Hi, I’m a beginner in Transformers huggingface.
I wonder How to i change the text embedding models in LayoutLMv2(original to KoBERT)
I knew there’s a processor for LayoutLMv2, LayoutXLM.
So, I think i need to change the text tokenizer for data loading, and change the text encoding weights (in Original LayoutLMv2 model) as KoBERT’s like below codes.
kobert_name = "monologg/kobert"
bert_model = BertModel.from_pretrained(kobert_name)
kobert_tokenizer = KoBertTokenizer.from_pretrained(kobert_name)
feature_extractor = LayoutLMv2FeatureExtractor(apply_ocr=False)
processor = LayoutLMv2Processor(feature_extractor, kobert_tokenizer) => Returned below error
# ValueError: Received a KoBertTokenizer for argument tokenizer, but a ('LayoutLMv2Tokenizer', 'LayoutLMv2TokenizerFast') was expected.

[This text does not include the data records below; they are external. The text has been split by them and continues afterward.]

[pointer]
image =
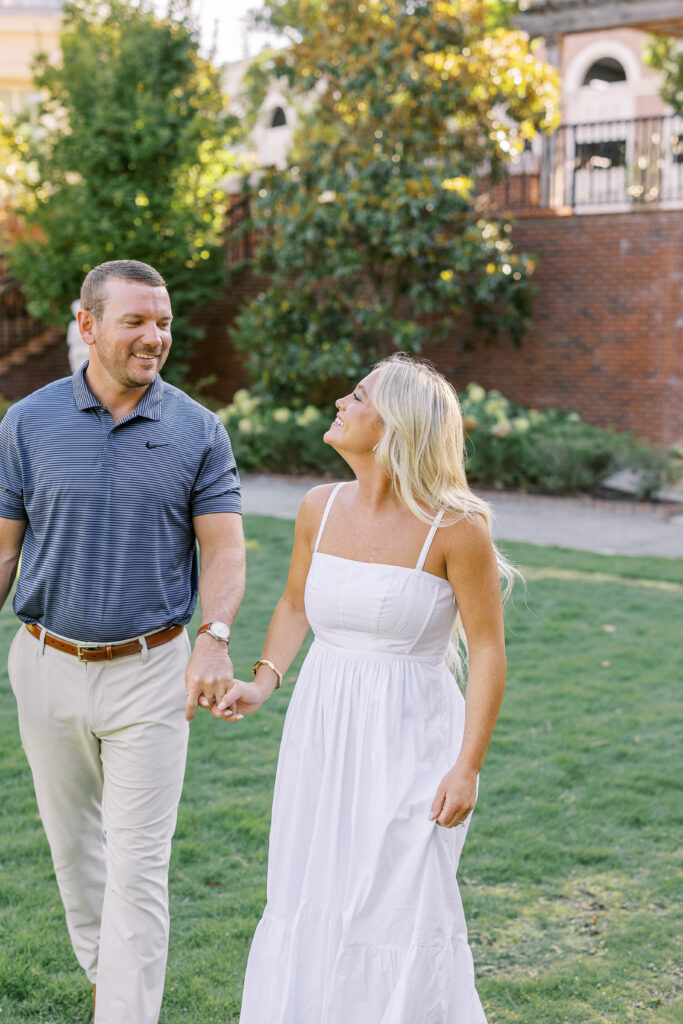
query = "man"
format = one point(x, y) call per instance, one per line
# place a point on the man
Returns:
point(108, 478)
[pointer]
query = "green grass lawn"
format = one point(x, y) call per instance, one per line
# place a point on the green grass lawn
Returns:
point(568, 877)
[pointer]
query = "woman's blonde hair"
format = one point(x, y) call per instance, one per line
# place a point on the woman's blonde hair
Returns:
point(422, 452)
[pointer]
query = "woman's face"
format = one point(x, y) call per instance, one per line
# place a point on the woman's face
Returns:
point(356, 428)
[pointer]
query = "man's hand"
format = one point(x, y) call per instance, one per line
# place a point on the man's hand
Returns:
point(209, 674)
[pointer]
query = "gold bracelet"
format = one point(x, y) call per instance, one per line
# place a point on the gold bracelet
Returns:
point(263, 660)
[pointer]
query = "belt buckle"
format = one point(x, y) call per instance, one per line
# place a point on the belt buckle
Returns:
point(79, 651)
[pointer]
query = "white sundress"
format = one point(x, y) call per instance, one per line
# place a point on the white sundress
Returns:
point(364, 922)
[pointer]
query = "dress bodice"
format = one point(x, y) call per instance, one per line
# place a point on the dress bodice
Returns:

model = LayoutLMv2ForTokenClassification.from_pretrained("microsoft/layoutxlm-base", num_labels=len(labels))
# Need to exchange the layoutlmv2.embeddings. as kobert parameters(weights)
But I got error in processor defined part… I think the original LayoutLMv2Processor only define the originals
I’m using this code
What point should i modify for changing text embedding?
Please share any tips for beginner.